SEBI doubles limit for retail investors to Rs.2 lakh
By IANSMonday, October 25, 2010
MUMBAI - India’s capital markets regulator Monday doubled the investment limit for individual investors in initial public offerings (IPOs) to Rs.200,000 to attract more retail participants into such primary issues of companies.
The Securities and Exchange Board of India (SEBI) hiked the limit to ensure adequate retail participation as it opined that in large-sized public issues, the current limit of Rs.100,000 on the individual investor would mean the offer would need to attract a lot many entries to fill the allocation for the segment.
The last revision was done five years back to Rs.100,000 from the earlier Rs.50,000.
During the period, inflation had risen from about 4 percent in 2005 to about 12 percent currently. In the same period, the BSE Sensex has risen from about 8,000 points to about 18,000 points.
For an issue size of Rs.4,000 crore to Rs.6,000 crore, the limit of Rs.100,000 would mean that the issue has to receive a minimum of 150,000 to 200,000 applications from retail individual investors to fill the 35 percent allocation.

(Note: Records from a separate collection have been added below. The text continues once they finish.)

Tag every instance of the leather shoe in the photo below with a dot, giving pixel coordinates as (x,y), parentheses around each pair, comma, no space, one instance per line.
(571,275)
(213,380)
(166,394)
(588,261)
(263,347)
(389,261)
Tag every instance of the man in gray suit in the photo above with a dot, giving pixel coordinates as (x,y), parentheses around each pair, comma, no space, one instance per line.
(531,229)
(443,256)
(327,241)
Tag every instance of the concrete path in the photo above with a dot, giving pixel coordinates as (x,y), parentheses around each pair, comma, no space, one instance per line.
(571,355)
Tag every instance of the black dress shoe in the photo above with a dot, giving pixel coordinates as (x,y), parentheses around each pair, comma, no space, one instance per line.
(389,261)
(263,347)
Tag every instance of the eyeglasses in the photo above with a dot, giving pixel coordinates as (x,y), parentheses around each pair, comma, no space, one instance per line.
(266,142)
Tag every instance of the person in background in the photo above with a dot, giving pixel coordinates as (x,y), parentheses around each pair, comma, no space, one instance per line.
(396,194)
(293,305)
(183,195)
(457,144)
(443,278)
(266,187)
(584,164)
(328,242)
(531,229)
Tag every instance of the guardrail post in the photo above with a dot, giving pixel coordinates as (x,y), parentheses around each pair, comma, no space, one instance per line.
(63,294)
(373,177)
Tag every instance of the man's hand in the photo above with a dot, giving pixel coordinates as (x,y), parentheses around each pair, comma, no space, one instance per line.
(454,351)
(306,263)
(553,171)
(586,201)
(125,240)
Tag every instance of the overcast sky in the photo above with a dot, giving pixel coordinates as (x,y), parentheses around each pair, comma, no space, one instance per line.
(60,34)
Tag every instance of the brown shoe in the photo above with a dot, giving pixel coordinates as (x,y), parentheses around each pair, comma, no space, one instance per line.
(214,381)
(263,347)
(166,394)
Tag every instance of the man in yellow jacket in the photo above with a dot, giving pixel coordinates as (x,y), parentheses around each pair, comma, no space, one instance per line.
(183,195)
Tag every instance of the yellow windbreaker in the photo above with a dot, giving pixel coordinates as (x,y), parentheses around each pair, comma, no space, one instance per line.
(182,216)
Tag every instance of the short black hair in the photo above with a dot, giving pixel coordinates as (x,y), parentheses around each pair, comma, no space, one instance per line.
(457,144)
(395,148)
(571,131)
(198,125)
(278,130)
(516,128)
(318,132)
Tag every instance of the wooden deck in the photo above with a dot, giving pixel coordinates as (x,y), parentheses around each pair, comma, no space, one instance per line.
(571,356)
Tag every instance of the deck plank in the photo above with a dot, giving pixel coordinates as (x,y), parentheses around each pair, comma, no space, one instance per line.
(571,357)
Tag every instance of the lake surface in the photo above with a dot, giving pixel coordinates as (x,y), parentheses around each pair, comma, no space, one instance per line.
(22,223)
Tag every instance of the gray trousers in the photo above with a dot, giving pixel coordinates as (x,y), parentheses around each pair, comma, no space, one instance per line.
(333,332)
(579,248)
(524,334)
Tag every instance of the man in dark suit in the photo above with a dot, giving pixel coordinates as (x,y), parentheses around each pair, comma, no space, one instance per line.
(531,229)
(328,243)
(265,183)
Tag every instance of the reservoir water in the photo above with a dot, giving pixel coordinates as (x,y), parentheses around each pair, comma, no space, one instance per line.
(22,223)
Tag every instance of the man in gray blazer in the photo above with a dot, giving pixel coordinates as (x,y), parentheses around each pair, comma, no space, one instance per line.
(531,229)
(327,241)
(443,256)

“This could be a daunting task considering that in case of well oversubscribed issues, the number of applications received from retail individual investors was in the range of Rs.35,000 to Rs.70,000,” SEBI opined in a discussion paper earlier.
Nearly 75 percent of the retail applications in recent public offerings were for value between Rs.80,000-Rs.100,000, said a SEBI study. In the non-institutional category, the number of applications below Rs.500,000 was negligible.
The regulator allows price discount for retail investors participating in initial public offers and follow-on offers. This discount is offered to attract retail investors into the market.